Marina hasn’t got any furniture, apart from a large mattress at the far end of the room and the bar stool with the monitor glowing on it. Marina used to call it her cybernetic altar, and Ksenia prefers not to think about the kind of rites that were celebrated in front of it during the night. And now here they are sitting on the floor, on a rug as shaggy and huge as a polar bear pelt, the one on which our world stands – according to the legends of northern peoples unknown to the ethnographers. Or perhaps, according to these legends, the whole world is the back of an immense polar bear, and we creep about in its fur, like little Gleb on this huge rug in his mother’s one-room apartment, while she sits there with her oldest and dearest friend. Marina’s wearing a beautiful T-shirt, handmade, brought from California by her lover, but Ksenia, as usual, is wearing a business suit, all dressed up, in full regalia and war paint, strong lips, big eyes, half an hour in front of the mirror in the morning. Even when Marina used to go to the office, she still didn’t wear business suits, she was a designer, a creative girl, almost bohemian, she preferred the ethnic style, men liked that, it suited her – but then, what had style got to do with it? Men had always liked her, with her long legs and that halo of bright hair round her head, with that constant smile that some called whorish and others called innocent.
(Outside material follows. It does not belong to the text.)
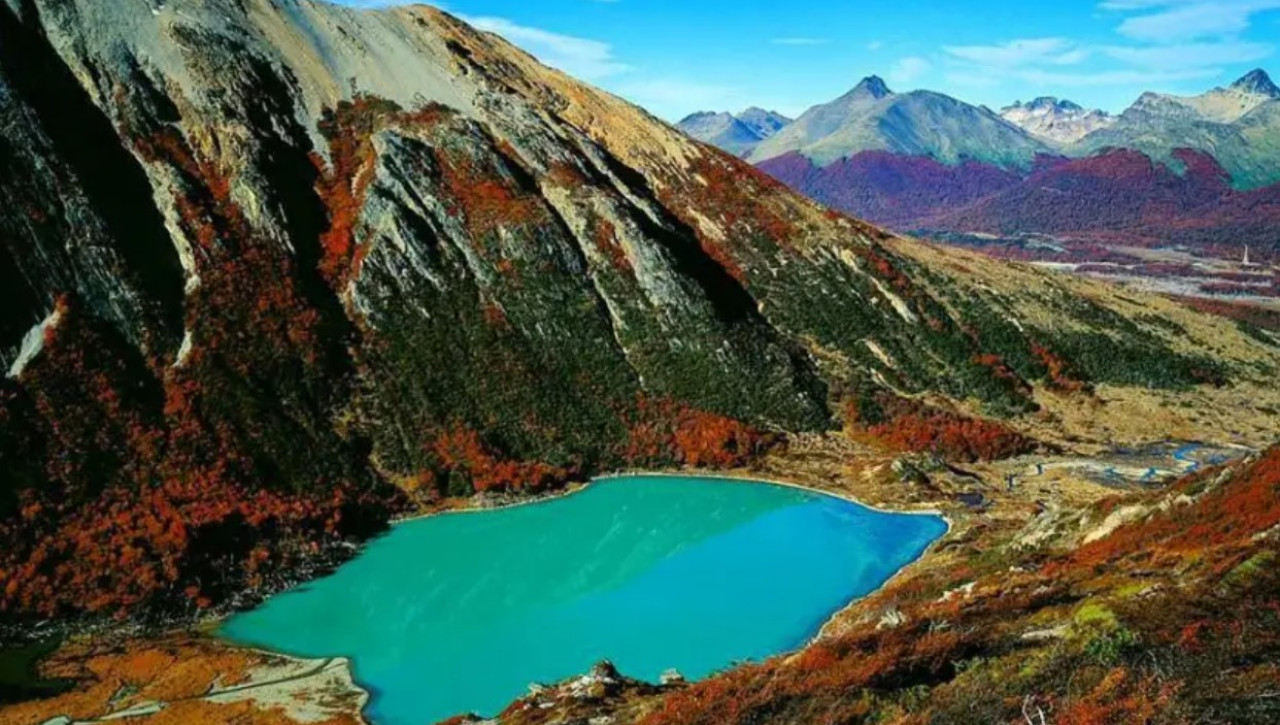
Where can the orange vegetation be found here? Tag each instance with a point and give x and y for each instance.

“You’re really going overboard,” says Ksenia. “Remember what you used to say when you were pregnant? A boy is an enemy inside, like Intel Inside, you could even hang the logo on your belly. Because men and women are two different species, not simply the male and female of Homo sapiens.”
“Go figure, I used to be so stupid,” says Marina, “such a fool, I wanted a girl so much, and I was so furious about this pregnancy, such a dimwit, remember?”
How could she ever forget it? Japanese cinema week in Moscow, free entry, a hall full of people fighting for seats, illegible subtitles, someone’s head blocking out half the screen. Marina politely asks him to get down a bit and then summarily presses the head down with her hand, why’s he acting so stupid, doesn’t he understand plain Russian? But when the lights come up she sees that he doesn’t – slanting eyes, yellowish skin, oh, how embarrassing. Marina says “Arigato,” hoping that in Japanese one polite word can take the place of another, the man laughs and tells her in English that he’s not Japanese, although he does have some Japanese friends he was supposed to meet here, but they don’t seem to have come, and he didn’t understand very much, to be honest, Japanese with Russian subtitles – he had almost no chance. Perhaps a girl who speaks English so well could tell him what actually happened?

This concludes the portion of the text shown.